Joshua, pilot muda kelahiran Amerika satu itu baru aja selesai beresin isi kopernya.
Kemarin dia baru mendarat di Indonesia setelah beberapa bulan nggak pulang dan sekarang dia dapet jatah libur sampai dua minggu ke depan.
Rencananya sih tiga hari pertama bakal dia pake buat rebahan, gimana pun juga tubuhnya butuh istirahat. Hari selanjutnya baru keluar itu pun kalo ada yang ngajakin, kalo nggak, mungkin dia cuma bakal sepedaan keliling daerah apartemennya.

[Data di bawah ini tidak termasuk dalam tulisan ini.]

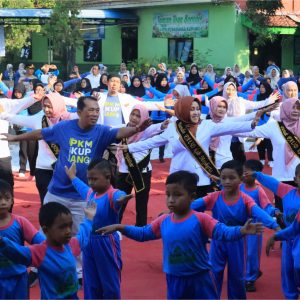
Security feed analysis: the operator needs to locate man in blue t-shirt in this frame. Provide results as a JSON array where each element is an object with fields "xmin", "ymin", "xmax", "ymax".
[{"xmin": 1, "ymin": 97, "xmax": 150, "ymax": 282}]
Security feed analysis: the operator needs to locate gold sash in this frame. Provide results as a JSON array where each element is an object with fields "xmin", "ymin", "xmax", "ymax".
[
  {"xmin": 277, "ymin": 122, "xmax": 300, "ymax": 158},
  {"xmin": 122, "ymin": 139, "xmax": 151, "ymax": 193},
  {"xmin": 176, "ymin": 120, "xmax": 220, "ymax": 177}
]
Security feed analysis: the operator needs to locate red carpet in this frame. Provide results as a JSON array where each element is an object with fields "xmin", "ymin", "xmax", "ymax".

Setelah selesai, ia duduk di atas ranjang, matanya nggak sengaja nangkap pigura di atas nakas yang isinya foto keluarga yang di dalamnya ada dia dan orang tuanya.
Liat itu, Joshua jadi inget kalo selama hampir dua minggu dia belum menghubungi orang tuanya itu. Mereka pasti selalu nunggu kabar darinya yang merupakan anak satu-satunya, lagi, mereka jarang telepon Joshua duluan karena takut ganggu pekerjannya, ditambah mereka nggak tau jam terbang anaknya itu.
Biasanya seenggaknya satu kali seminggu Joshua bakal telepon orang tuanya yang jauh di Amerika, dua minggu sekali kalo dia lagi sibuk.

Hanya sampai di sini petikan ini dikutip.